Invoking compassion through art

Artist Sonny Assu displays Home Coming

Sonny Assu considers his art to be autobiographical; he explores his identity and the history of his people.

One such story from his grandmother translated into the piece Leila’s Desk. Assu’s grandmother was the first indigenous person allowed to go to high school in Campbell River. On her first day, one of her Grade 9 classmates left a bar of soap on her desk and called her a dirty Indian.

Assu said that experience stuck with her until she passed away. She associated different feelings with each re-telling of the story, sometimes inquisitive, sometimes angry, sad or humorous, each time revealing another side of the story to Assu.

“What a phenomenal experience to be granted that right, but to be slapped in the face with racism, by a child, was devastating,” he said.

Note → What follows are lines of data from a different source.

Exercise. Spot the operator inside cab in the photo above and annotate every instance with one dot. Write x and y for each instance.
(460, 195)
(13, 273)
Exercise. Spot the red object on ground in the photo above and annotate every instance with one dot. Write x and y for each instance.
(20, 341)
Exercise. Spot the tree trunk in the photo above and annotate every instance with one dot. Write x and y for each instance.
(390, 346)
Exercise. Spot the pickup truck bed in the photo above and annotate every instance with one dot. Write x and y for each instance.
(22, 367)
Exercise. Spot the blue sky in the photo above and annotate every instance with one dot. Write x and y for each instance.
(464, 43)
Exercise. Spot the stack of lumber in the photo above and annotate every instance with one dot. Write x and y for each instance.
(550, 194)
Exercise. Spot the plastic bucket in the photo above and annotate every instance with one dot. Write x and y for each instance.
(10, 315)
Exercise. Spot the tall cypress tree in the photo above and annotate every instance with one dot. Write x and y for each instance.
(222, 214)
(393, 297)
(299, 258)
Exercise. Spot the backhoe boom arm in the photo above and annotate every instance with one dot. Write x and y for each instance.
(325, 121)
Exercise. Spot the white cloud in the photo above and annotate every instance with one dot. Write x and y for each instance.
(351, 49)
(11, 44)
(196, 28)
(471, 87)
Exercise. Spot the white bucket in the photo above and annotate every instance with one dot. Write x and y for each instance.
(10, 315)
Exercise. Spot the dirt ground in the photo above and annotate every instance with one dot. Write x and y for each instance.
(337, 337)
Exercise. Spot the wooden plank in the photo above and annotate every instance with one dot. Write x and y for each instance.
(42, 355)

Assu recreated the moment that his grandmother remembered so well, refinishing a 1930s school desk, leafing it with copper and placing a bar of the exact brand of soap, that he found on eBay, on the desk.

When she saw the pictures, Assu said she was thrilled that someone had told her story.

The piece, as well as more of Assu’s art, is on display at the Campbell River Art Gallery until July 21.

“I hope these pieces in that show become an educational experience for the people that view them, especially that one because it has such strong connections to what this place is,” Assu said.

Assu’s path to becoming a professional artist began in vigour in junior high with drawings of super heroes. As he completed his secondary education he explored music and drama as well.

“When I first decided to go back to school it was because I was fed up of working in a shoe store,” he said.

After approaching his band for funding, Assu enrolled at Kwantlen University College (now Polytechnic). He spent his first two years of post-secondary exploring printmaking and gaining technical expertise. It was in his final year there that he was encouraged to explore how First Nations art could be incorporated into his style.

He had been sketching a raven when one of his instructors approached him and told him he couldn’t explore First Nations art because he wasn’t a First Nations person. When Assu assured him that he was First Nations, the instructor said he should explore the style because it had the potential to be a powerful artistic movement.

“With that push I started to investigate further the iconography from my culture,” he said.

Upon transferring to Emily Carr University he learned more conceptual theory and had the chance to begin his exploration into combining traditional First Nations art and symbols with his current style and artistic vision.

Assu has connections to both the Campbell River and Cape Mudge First Nations. However, Assu’s art is not what you might expect. He combines his First Nation identity with his 80s Saturday morning cartoons, sugary breakfast cereal, comic book upbringing.

“The artwork I make is referencing those shapes and some of those colours but I am taking it to a different place,” he said. “I am abstracting it.”

Assu has his hands in many different disciplines. The exhibition in Campbell River displays paintings, digital intervention work and installation based art.

The digital interventions pieces are a recent addition to Assu’s portfolio. He takes paintings of the historical West Coast landscape and super-imposes 3D First Nations symbols. He then titles the works humorously to bring awareness to the indigenous presence on the land.

Each of Assu’s pieces address what he calls ‘the hidden history’ of the First Nations people.

“Installation, for me, is a way to create a story based on family narratives that speak to that hidden history, that really give a face to the issues,” he said.

“Previous to the Truth and Reconciliation report, not many Canadians understood that there were faces to those issues…Me bringing that human face to the elements, I think will invoke Canadian compassion.”